Die gängigste Methode für die Isolation der SVF ist nach wie vor der enzymatische Verdau von Fettgewebe. Hierfür gibt es eine Standardprozedur, die nach derselben Reihenfolge, die Rodbell beschrieben hat, abläuft. Dennoch finden sich in den unterschiedlichen Isolierungsvorgängen Unterschiede in der Anzahl an Waschvorgängen, Enzymkonzentrationen, Zentrifugierungseinstellungen und der anschließenden Erythrozytenlyse oder Filtration. Es werden darüber hinaus Methoden beschrieben, die ohne Enzyme und nur mit mechanischen Kräften wie Scherkraft, Zentrifugalkraft oder Druck arbeiten [59]. Hierzu zeigen Markarian et al. 2014 einen Vergleich zwischen verschiedenen Isolierungsmöglichkeiten. Sie konnten beweisen, dass die älteste Methode, die mit der Verdauung des Fettgewebes durch Kollagenase arbeitet, den bei weitem größten Zellertrag liefert [60]. Hierbei spielt das Alter der Patienten für den Zellertrag und das Überleben der Zellen keine Rolle. Zellen, die durch alleinige Zentrifugation gewonnen wurden, zeigten nach 14 Tagen in Kultur keine Proliferation und wurden aus der Studie ausgeschlossen. Die einzig ebenbürtige Methode stellte die Verdauung mit Trypsin dar. In Bezug auf Proliferation und Differenzierungsfähigkeit der isolierten Zellen ließen sich kaum Unterschiede zwischen den Enzymen erkennen, jedoch führte die Verdauung mit Kollagenase zu einem 5-fach höheren Zellertrag.

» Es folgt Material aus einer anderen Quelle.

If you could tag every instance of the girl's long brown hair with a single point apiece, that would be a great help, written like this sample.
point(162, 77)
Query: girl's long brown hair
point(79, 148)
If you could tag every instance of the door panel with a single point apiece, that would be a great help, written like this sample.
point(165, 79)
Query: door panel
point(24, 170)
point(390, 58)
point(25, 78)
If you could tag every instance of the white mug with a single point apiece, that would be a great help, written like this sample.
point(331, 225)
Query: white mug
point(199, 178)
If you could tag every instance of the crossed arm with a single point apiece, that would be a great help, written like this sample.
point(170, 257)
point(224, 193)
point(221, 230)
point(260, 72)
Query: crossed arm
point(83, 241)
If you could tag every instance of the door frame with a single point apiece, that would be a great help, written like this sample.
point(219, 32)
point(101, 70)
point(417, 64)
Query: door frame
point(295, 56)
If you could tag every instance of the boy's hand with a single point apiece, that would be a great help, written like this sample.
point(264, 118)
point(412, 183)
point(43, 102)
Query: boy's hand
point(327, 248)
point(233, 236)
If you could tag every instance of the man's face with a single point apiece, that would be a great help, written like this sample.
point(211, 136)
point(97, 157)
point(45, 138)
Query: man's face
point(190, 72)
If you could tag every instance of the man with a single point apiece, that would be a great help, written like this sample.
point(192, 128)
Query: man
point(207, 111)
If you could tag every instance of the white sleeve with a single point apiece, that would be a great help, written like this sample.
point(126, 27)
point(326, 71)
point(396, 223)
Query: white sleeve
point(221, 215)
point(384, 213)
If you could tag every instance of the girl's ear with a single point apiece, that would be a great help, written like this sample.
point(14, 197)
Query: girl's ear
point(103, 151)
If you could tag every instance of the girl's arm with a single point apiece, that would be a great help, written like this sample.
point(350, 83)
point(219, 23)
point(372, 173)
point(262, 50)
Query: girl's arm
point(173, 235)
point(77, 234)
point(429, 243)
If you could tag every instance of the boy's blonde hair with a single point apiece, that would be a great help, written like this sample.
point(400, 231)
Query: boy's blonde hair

Um die Arbeit im nächsten Schritt zu erleichtern, Zeit zu sparen und die Gefahr von Kontamination zu verringern, wurden zahlreiche Zellaufbereitungssysteme entwickelt, die eine gewisse Standardisierung gewährleisten sollen. Das Besondere dabei ist, dass die Entnahme, die Isolierung und schließlich die Injektion während eines einzelnen Eingriffs theoretisch möglich sind.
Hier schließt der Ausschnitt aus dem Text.